Debugging Strategies

Transform debugging from frustrating guesswork into systematic problem-solving with proven strategies, powerful tools, and methodical approaches.

When to Use This Skill

  • Tracking down elusive bugs

  • Investigating performance issues or memory leaks

  • Analyzing crash dumps and stack traces

  • Debugging production or distributed systems

  • Profiling application performance

Workflow

  • Reproduce: Can you replicate it consistently? Create a minimal reproduction case. Document steps.

  • Gather Info: Collect error messages, stack traces, environment details, and recent changes.

  • Hypothesize: Formulate a theory based on observations (What changed? What's different?).

  • Test & Verify: Use binary search, logging, or isolation to prove/disprove the hypothesis.

  • Fix: Address the root cause, not just the symptom. Verify the fix.

Instructions

  1. Core Principles
  • Scientific Method: Observe -> Hypothesize -> Experiment -> Analyze -> Repeat.

  • Don't Assume: verify "impossible" scenarios.

  • Rubber Ducking: Explain the code line-by-line to an inanimate object.

  1. Systematic Process

Phase 1: Reproduce

  • Isolate the problem. Remove unrelated code.

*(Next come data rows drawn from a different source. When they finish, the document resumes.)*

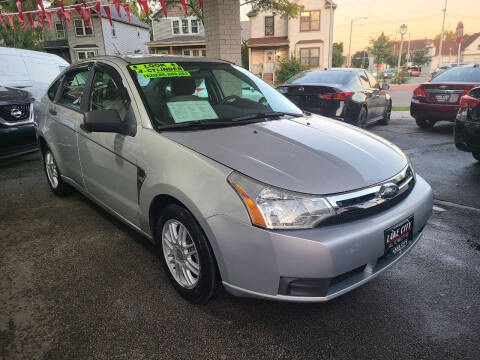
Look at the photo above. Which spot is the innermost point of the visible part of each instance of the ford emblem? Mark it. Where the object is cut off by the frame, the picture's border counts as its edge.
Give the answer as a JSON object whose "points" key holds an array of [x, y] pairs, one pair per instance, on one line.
{"points": [[388, 191]]}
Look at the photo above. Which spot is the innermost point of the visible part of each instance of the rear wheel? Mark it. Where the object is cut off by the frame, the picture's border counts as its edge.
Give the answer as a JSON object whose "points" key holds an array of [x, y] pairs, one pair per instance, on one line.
{"points": [[424, 123], [57, 185], [476, 155], [186, 254], [362, 118], [387, 113]]}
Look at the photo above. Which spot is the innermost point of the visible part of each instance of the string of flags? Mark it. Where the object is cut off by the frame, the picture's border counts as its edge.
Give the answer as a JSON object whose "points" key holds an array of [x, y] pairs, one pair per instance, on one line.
{"points": [[64, 13]]}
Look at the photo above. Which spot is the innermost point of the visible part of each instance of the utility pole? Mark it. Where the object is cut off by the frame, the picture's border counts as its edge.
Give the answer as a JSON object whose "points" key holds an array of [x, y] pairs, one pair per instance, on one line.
{"points": [[442, 35]]}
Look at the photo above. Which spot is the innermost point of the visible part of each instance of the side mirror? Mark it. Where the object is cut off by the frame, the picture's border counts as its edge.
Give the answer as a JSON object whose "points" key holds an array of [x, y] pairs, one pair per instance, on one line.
{"points": [[105, 121]]}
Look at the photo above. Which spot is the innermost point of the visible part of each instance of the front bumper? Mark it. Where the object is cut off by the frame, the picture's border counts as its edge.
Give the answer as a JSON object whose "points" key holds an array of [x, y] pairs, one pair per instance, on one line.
{"points": [[433, 111], [17, 140], [254, 262]]}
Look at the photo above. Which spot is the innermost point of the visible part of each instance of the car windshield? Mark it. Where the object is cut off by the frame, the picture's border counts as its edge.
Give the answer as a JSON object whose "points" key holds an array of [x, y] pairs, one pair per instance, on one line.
{"points": [[321, 76], [466, 74], [204, 93]]}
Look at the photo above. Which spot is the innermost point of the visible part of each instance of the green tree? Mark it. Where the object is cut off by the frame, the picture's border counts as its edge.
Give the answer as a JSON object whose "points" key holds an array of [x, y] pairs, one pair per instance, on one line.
{"points": [[360, 59], [337, 55], [288, 68], [381, 48]]}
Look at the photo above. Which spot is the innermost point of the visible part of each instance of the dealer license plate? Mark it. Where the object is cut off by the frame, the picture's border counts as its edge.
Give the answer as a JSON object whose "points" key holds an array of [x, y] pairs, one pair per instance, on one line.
{"points": [[398, 236]]}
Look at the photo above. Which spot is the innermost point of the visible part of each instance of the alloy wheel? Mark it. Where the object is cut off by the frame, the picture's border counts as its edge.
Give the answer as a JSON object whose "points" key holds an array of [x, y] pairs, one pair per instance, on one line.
{"points": [[180, 254]]}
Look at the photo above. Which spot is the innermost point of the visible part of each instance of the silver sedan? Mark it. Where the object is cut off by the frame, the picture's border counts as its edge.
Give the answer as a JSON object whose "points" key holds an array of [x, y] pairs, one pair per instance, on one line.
{"points": [[235, 188]]}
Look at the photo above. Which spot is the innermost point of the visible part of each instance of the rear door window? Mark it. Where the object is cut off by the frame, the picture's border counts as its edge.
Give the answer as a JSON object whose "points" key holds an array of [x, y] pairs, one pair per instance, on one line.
{"points": [[73, 87]]}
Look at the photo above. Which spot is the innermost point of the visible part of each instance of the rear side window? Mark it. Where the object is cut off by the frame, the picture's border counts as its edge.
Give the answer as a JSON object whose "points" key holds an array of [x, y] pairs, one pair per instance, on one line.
{"points": [[73, 87], [53, 90], [466, 74]]}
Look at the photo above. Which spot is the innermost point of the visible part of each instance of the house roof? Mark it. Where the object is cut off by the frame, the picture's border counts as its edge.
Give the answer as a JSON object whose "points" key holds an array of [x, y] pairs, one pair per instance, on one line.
{"points": [[268, 41], [124, 19]]}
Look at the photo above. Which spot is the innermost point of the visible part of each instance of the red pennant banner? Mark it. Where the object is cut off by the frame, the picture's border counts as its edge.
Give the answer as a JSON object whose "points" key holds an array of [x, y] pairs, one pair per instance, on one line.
{"points": [[20, 20], [126, 7], [20, 10], [184, 6], [59, 12], [96, 5], [10, 21], [40, 2], [2, 20], [30, 19], [40, 19], [88, 18], [144, 5], [66, 12], [78, 8], [48, 16], [117, 7], [164, 7], [106, 8]]}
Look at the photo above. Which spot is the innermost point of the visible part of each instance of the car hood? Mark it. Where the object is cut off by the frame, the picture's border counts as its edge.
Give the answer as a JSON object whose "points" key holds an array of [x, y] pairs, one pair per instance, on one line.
{"points": [[312, 155], [8, 95]]}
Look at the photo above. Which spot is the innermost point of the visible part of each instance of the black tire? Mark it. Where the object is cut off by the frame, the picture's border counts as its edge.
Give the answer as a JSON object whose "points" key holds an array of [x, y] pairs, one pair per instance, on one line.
{"points": [[476, 155], [362, 118], [387, 113], [208, 278], [424, 123], [59, 188]]}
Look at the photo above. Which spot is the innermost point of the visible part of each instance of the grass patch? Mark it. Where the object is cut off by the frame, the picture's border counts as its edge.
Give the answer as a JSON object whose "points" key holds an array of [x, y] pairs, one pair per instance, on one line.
{"points": [[400, 108]]}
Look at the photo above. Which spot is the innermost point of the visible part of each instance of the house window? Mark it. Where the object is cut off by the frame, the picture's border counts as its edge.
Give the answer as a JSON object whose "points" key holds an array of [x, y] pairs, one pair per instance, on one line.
{"points": [[310, 56], [85, 54], [194, 25], [59, 30], [185, 26], [176, 26], [310, 20], [82, 29], [269, 26]]}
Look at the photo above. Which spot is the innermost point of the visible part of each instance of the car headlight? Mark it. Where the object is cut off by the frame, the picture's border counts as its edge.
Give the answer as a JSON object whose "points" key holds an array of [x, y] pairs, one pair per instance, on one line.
{"points": [[273, 208]]}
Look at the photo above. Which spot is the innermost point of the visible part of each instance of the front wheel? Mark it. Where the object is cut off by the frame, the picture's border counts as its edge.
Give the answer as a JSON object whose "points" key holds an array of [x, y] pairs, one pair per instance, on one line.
{"points": [[55, 181], [476, 155], [186, 254], [424, 123]]}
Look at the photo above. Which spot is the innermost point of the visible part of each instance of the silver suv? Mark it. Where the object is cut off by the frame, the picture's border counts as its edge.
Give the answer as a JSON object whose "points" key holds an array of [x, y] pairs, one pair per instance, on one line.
{"points": [[235, 188]]}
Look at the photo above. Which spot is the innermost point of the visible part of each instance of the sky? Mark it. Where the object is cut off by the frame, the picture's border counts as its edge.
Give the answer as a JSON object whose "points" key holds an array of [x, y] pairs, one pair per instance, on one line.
{"points": [[423, 18]]}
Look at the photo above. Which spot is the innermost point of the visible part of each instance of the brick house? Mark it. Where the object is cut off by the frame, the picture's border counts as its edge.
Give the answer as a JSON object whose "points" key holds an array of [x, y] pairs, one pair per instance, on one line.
{"points": [[306, 37], [82, 41]]}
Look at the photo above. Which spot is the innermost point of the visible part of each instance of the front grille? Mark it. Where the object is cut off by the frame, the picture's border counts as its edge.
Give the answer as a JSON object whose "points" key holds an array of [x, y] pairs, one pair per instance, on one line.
{"points": [[15, 113]]}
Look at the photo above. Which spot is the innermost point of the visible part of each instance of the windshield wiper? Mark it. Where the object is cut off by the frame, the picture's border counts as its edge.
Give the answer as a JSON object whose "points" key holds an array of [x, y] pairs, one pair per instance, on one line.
{"points": [[264, 115]]}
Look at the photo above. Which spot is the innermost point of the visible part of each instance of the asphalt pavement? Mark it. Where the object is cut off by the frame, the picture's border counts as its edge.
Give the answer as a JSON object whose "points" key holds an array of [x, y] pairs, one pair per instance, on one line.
{"points": [[75, 283]]}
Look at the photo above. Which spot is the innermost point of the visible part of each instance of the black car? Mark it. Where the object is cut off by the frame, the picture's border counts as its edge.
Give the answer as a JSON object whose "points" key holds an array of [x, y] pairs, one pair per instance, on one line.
{"points": [[467, 123], [350, 95], [17, 130]]}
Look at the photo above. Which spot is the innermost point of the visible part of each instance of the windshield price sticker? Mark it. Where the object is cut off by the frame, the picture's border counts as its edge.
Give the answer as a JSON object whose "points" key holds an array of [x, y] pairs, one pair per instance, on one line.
{"points": [[159, 70]]}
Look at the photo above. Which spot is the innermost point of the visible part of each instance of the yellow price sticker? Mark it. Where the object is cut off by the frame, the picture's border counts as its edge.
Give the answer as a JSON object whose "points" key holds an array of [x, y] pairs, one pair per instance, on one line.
{"points": [[159, 70]]}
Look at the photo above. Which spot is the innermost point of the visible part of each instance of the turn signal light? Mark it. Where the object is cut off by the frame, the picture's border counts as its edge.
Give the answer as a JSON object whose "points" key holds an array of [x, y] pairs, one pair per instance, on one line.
{"points": [[419, 92], [468, 102], [337, 96]]}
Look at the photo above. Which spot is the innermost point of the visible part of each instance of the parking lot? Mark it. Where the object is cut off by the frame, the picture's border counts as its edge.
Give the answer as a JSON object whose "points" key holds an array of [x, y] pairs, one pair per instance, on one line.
{"points": [[75, 283]]}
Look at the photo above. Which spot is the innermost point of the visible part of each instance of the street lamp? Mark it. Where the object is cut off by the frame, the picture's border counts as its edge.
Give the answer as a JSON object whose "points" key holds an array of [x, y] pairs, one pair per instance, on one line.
{"points": [[403, 31], [350, 42]]}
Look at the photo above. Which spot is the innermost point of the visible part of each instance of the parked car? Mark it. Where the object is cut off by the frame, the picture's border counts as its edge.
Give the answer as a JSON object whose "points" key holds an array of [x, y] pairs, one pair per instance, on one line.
{"points": [[255, 195], [467, 124], [30, 70], [350, 95], [17, 130], [439, 99], [414, 71]]}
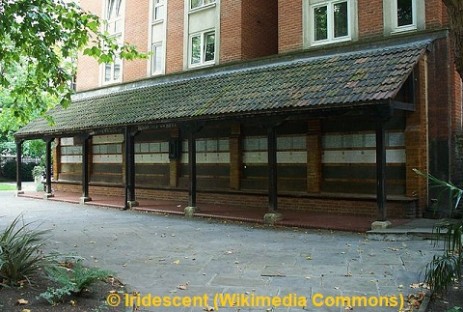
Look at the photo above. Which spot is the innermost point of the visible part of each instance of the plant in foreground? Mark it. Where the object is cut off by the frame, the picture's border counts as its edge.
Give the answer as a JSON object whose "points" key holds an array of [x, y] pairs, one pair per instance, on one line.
{"points": [[20, 252], [71, 279], [445, 269]]}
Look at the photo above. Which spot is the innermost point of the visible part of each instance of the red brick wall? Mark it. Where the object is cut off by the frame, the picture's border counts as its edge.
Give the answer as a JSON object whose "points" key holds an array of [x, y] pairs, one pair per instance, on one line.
{"points": [[439, 93], [136, 32], [174, 45], [88, 69], [416, 140], [259, 28], [289, 25], [230, 31], [370, 18]]}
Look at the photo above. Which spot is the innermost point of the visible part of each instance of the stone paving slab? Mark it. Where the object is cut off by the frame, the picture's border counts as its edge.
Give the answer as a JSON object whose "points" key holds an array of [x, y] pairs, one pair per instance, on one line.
{"points": [[154, 254]]}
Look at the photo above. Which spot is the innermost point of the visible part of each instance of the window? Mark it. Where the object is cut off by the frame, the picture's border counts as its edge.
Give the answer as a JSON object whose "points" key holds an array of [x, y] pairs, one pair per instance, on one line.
{"points": [[113, 25], [194, 4], [158, 10], [157, 37], [202, 48], [405, 15], [156, 58], [330, 21]]}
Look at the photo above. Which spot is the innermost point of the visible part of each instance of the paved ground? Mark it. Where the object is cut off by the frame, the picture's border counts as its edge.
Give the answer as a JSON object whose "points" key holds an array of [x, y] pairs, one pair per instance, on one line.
{"points": [[171, 256]]}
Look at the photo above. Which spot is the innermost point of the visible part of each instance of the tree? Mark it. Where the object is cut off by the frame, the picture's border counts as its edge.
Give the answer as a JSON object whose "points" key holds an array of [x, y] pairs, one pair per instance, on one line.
{"points": [[40, 40], [455, 14]]}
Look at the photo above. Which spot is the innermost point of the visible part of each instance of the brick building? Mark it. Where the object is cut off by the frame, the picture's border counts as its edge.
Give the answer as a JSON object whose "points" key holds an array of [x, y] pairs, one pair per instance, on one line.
{"points": [[313, 105]]}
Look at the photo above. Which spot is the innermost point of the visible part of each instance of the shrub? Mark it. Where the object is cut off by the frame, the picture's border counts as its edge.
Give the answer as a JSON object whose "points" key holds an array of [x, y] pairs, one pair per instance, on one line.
{"points": [[72, 280], [9, 170], [444, 269], [20, 252]]}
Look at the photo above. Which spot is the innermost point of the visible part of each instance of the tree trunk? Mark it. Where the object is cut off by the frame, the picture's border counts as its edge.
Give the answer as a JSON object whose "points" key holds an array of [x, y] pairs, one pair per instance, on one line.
{"points": [[455, 13]]}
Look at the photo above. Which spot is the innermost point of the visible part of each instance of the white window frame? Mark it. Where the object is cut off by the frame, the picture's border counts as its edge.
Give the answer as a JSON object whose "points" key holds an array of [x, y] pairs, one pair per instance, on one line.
{"points": [[154, 69], [202, 4], [330, 22], [115, 33], [158, 4], [395, 18], [157, 37], [202, 36]]}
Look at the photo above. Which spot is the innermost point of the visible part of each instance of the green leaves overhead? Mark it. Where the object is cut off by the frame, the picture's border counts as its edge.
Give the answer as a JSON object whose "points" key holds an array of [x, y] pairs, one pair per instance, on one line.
{"points": [[39, 42]]}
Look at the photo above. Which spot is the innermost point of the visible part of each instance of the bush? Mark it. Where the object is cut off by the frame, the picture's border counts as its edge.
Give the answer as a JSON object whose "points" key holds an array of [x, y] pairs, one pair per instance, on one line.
{"points": [[72, 279], [20, 252], [9, 170]]}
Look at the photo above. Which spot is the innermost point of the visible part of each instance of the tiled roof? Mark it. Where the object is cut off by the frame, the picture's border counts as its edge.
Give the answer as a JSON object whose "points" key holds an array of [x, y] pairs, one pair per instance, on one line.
{"points": [[295, 83]]}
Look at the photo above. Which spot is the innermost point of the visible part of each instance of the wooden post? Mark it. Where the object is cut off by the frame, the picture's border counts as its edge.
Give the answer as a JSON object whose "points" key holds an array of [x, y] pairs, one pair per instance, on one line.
{"points": [[272, 215], [48, 165], [192, 170], [129, 169], [19, 145], [272, 170], [85, 169], [381, 171]]}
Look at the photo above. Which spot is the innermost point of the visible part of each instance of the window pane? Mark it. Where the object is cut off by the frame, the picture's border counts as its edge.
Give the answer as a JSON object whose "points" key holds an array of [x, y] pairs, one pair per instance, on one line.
{"points": [[210, 46], [320, 23], [341, 20], [196, 3], [195, 50], [107, 72], [159, 13], [117, 26], [117, 70], [157, 57], [404, 12]]}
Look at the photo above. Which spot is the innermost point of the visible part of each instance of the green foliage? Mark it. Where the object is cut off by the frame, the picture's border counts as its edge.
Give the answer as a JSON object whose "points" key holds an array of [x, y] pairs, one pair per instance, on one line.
{"points": [[39, 42], [9, 170], [442, 271], [20, 252], [71, 280], [445, 269]]}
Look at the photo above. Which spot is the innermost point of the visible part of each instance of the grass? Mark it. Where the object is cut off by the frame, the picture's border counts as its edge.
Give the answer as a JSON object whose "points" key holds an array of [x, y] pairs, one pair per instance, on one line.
{"points": [[7, 187]]}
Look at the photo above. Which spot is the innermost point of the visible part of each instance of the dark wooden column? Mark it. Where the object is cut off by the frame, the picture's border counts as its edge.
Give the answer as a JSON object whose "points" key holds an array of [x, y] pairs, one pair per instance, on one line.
{"points": [[381, 171], [130, 201], [272, 169], [19, 145], [48, 166], [192, 170], [85, 165]]}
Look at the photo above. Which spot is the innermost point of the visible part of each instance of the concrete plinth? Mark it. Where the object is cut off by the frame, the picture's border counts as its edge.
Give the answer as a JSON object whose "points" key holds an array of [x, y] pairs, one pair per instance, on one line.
{"points": [[48, 195], [190, 211], [380, 225], [132, 204], [83, 200], [271, 217]]}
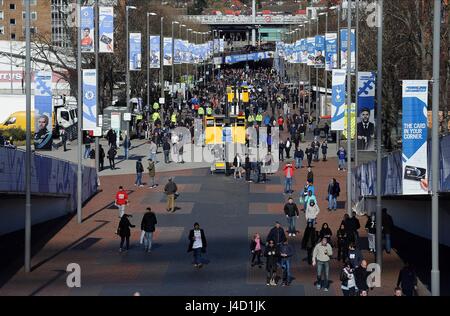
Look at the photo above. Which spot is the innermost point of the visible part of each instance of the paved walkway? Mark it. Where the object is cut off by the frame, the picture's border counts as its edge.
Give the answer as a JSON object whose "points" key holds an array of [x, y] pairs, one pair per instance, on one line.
{"points": [[229, 210]]}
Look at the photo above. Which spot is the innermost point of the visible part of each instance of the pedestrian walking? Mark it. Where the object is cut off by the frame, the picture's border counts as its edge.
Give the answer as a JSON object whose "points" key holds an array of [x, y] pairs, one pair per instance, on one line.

  • Check if it happens on all environments/users/browsers.

Phase 2: Gather Information

  • Errors: Full stack trace, codes.

  • Environment: OS, Runtime versions, Env Vars.

  • Changes: Git history, deployments.

Phase 3: Form Hypothesis

  • Focus on what changed recently.

  • Compare working vs. broken states.

Phase 4: Test

  • Binary Search: Comment out half the code to isolate the issue.

  • Logging: Trace execution flow and variable states.

  • Diffing: Compare config/data between working and broken environments.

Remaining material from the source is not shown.